I have no idea whether or not I’m alone in this, but I really have no idea what the lyrics to most Dinosaur Jr songs are, except for “Freak Scene” and maybe one or two others. I put on Dungen’s “Ta Det Lungt” on to write this post and in anticipation of “Tio Bitar,” out 5/15, and I can sing along to that almost as well as I can to “You’re Living All Over Me,” and Dungen’s Swedish. I know the melodies–when they’re on, they’re catchy as fuck–but exactly how they correspond to Queen’s English, well, I missed that. It turns out that it’s actually worthwhile to look some of them up–the sort-of frightening “Little Fury Things,” the haikuishness of “The Lung,” the awkwardly passive “Raisans,” and the unbearably anguished “Tarpit.” A lot of these songs are pretty awkward, and they gain a lot from being mumbled, but there’s a real tenderness and often a real vulnerability underneath the songs. “I’m waiting, please come back.” “Take my fate.” “I’ll be grazing by your window/ please come pat me on the head.” “I’ll be down, I’ll be around/ I’ll be hanging where eventually you’ll have to be/ I’ll just stare and hope you’ll care.” You really do see the floppy, awkward kid of a thousand articles pleading, hoping that these girls won’t give a shit enough to not leave him, hoping to maybe live the same moments that the narrator of “Hey Joni” will look back on when he begs for time to pause.

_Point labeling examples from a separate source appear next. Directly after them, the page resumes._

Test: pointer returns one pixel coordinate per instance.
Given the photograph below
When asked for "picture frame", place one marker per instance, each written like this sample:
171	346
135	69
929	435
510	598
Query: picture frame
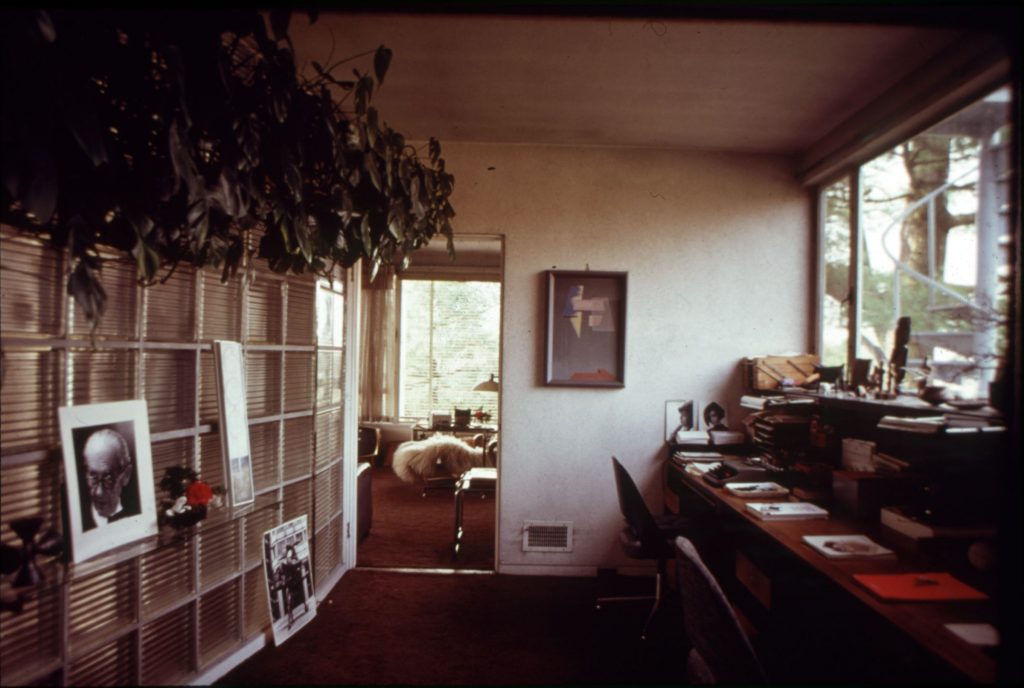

That’s what I hope comes out of “Beyond” – God knows I have no idea what the lyrical content is, I don’t even know most of the riffs yet. I want to see what happens to that kid twenty years down the road, although I don’t want to do so without the context of some good, noisy pop songs that I’m pretty sure J Mascis stopped writing around 1990 until Lou and Murph showed up at his basement or whatever I hope happened. I know he’s “Almost Ready,” that he’s “Been There All The Time,” I guess, and I know that “Beyond” sounds like Dinosaur Jr. Which is about enough for me, of course, but let’s see what’s under the noise, and then maybe even sing along.